Hungry is another word that Spithill used to describe Perez, who has competed at each event since joining the team last season, granting her valuable on-water training time. In Chicago, Perez was given more responsibility on board: she began taking the wheel through challenging maneuvers and helped control the rudders.
“It’s helped me really feel a lot more integrated into the whole process,” Perez said. “It’s letting me gain a lot of valuable experience.”
According to Spithill, the U.S. SailGP Team is trying to expedite a plan for expanding Perez and other women sailor’s roles aboard the F50s. With Spithill’s guidance, Perez spent about an hour driving the F50 during a training session before the first event of the season in Bermuda, making her the youngest athlete to ever do so.

CJ Perez of USA SailGP Team speaks with a SailGP Inspire Careers candidate at the Technical Base ahead of Bermuda SailGP presented by Hamilton Princess, Season 3, in Bermuda. 11th May 2022. Photo: Felix Diemer for SailGP.
“Not a lot of people can ever do that,” Perez said. “It was incredible and one of the best days of my life.”

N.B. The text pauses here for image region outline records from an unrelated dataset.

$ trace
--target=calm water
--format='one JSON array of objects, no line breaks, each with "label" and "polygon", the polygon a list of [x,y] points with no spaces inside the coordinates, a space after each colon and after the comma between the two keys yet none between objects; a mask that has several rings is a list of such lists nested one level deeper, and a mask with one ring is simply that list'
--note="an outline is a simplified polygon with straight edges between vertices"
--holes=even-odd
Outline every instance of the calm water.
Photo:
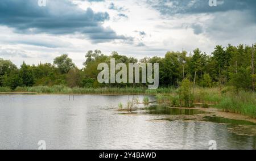
[{"label": "calm water", "polygon": [[118,114],[127,97],[1,95],[0,149],[37,149],[39,140],[47,149],[208,149],[210,140],[218,149],[256,149],[255,137],[232,133],[227,125]]}]

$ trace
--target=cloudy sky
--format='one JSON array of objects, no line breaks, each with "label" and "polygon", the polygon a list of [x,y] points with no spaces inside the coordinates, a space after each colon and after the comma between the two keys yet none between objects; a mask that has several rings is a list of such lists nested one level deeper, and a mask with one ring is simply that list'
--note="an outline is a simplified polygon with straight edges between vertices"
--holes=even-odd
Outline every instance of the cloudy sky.
[{"label": "cloudy sky", "polygon": [[1,1],[0,58],[19,66],[67,53],[81,67],[89,50],[139,59],[256,43],[255,0],[46,1]]}]

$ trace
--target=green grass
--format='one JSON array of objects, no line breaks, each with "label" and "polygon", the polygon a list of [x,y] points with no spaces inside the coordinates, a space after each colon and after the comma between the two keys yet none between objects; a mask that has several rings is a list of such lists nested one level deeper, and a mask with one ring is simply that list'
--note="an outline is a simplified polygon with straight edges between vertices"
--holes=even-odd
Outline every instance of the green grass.
[{"label": "green grass", "polygon": [[8,92],[11,91],[9,87],[0,87],[0,92]]},{"label": "green grass", "polygon": [[[177,90],[174,88],[162,88],[148,90],[146,88],[73,88],[58,85],[52,87],[18,87],[14,91],[9,87],[0,87],[0,92],[36,92],[49,94],[114,94],[114,95],[155,95],[158,103],[169,103],[177,107],[181,103],[177,95]],[[214,107],[224,111],[241,113],[256,118],[256,93],[222,90],[217,88],[201,88],[195,89],[193,101],[201,103],[204,105],[216,103]],[[148,98],[145,96],[143,102],[148,102]],[[128,103],[128,107],[133,103]],[[182,106],[182,104],[181,104]],[[203,105],[208,107],[208,105]]]},{"label": "green grass", "polygon": [[[11,90],[10,90],[9,91]],[[38,94],[126,94],[126,95],[156,95],[157,94],[168,94],[172,92],[174,88],[159,88],[148,90],[146,88],[73,88],[64,86],[58,85],[52,87],[18,87],[15,92],[37,92]]]}]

Perez said that since she took the wheel, she is determined to eventually become a full-time driver. According to Spithill, she could be at the helm sooner than she or anyone else thinks.
“There’s no shortcut,” Spithill said. “If you want it, you’ve got to go and take it. And I know she’s willing to do what it takes. She’s the star of the future and I have no doubt she’ll be driving one of these very, very soon.”